Aux Philippines, les femmes continuent de résister. Les agricultrices continuent d’assumer des rôles de leadership dans leurs organisations respectives. De plus, des initiatives sont en cours pour lutter contre la législation antiterroriste, qui, ironiquement, terrorise les personnes résistantes, défenseuses des droits humains et d’autres causes. De nombreuses initiatives ont également été lancées pour défendre le droit à la terre, en particulier pour la mise en œuvre de la réforme agraire. Au cours des dernières décennies, l’un de nos principaux problèmes a été l’utilisation des terres. Il n’existe pas de loi globale régissant l’utilisation des sols aux Philippines, c’est pourquoi de nombreuses organisations ont demandé l’adoption d’une telle loi.

Aux Philippines, les femmes luttent en permanence pour leurs terres, avec leurs maris, avec leurs communautés et aussi avec leurs enfants. Des femmes de tous âges se sont battues sans relâche pour leurs droits.

Pourriez-vous nous parler des politiques foncières aux Philippines et de ce que Katarungan propose?

L’une des dispositions de notre Constitution stipule que l’industrialisation de notre pays doit être basée sur un développement agricole cohérent et une réforme agraire. Cela signifie que l’agriculture et la réforme agraire sont des secteurs considérés comme étant en première ligne de notre développement économique.
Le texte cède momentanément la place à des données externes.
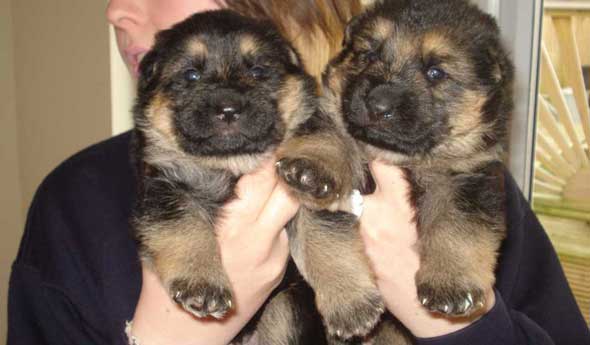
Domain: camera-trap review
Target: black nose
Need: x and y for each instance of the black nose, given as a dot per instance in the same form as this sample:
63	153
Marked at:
229	113
226	105
382	102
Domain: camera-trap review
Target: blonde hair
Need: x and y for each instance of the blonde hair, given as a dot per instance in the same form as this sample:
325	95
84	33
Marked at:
314	27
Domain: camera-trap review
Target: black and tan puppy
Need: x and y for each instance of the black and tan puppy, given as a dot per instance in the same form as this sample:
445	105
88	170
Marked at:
217	95
426	86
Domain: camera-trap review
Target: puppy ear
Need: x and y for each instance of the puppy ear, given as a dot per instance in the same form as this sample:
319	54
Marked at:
350	27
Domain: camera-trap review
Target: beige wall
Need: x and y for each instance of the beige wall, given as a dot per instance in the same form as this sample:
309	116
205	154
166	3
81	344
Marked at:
55	101
10	197
62	82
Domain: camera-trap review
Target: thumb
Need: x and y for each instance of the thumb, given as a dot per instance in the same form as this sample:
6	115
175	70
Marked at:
390	180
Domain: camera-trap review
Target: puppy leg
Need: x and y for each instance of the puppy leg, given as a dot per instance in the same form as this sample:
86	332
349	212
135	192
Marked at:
290	318
389	332
329	253
177	241
319	163
459	243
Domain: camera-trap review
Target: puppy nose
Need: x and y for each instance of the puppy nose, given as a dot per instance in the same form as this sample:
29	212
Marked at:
229	113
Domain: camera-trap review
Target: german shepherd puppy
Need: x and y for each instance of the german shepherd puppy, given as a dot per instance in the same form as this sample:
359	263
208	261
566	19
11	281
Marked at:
217	95
425	86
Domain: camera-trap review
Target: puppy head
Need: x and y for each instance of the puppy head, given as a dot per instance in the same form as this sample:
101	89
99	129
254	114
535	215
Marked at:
219	85
422	78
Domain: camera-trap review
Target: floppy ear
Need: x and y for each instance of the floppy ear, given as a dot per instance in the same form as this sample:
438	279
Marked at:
350	27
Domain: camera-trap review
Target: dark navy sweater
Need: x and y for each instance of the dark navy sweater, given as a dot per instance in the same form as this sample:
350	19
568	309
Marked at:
77	278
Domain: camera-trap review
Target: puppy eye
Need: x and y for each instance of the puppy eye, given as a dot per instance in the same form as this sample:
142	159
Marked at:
371	56
258	72
192	75
435	74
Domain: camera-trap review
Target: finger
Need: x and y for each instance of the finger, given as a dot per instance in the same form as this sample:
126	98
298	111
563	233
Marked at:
254	189
278	210
390	180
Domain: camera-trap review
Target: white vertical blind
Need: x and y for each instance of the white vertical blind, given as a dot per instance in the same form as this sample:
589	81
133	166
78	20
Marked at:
122	90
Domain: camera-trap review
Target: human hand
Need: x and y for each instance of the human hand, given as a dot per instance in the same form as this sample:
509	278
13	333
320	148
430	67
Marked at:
389	233
254	251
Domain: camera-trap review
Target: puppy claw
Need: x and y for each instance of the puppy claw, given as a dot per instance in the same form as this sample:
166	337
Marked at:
202	299
451	301
357	320
306	177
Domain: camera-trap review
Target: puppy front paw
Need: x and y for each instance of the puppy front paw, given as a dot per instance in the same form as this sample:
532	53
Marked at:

Malheureusement, ce n’est pas ainsi que les choses se passent dans la pratique.

Outre la Constitution, il existe également plusieurs lois sur la réforme agraire. L’une de ces lois est le Programme global de réforme agraire (CARP – Comprehensive Agrarian Reform Programme), adopté en 1988, et sa version modifiée en 2009. Ces lois traitent notamment de l’acquisition et de la distribution des terres. Il existait déjà des lois agraires, mais leur portée était limitée. Ces lois ont été fondamentales pour le mouvement paysan aux Philippines, car nous savons que la terre a une importance cruciale pour notre production et, bien sûr, pour l’autosuffisance alimentaire.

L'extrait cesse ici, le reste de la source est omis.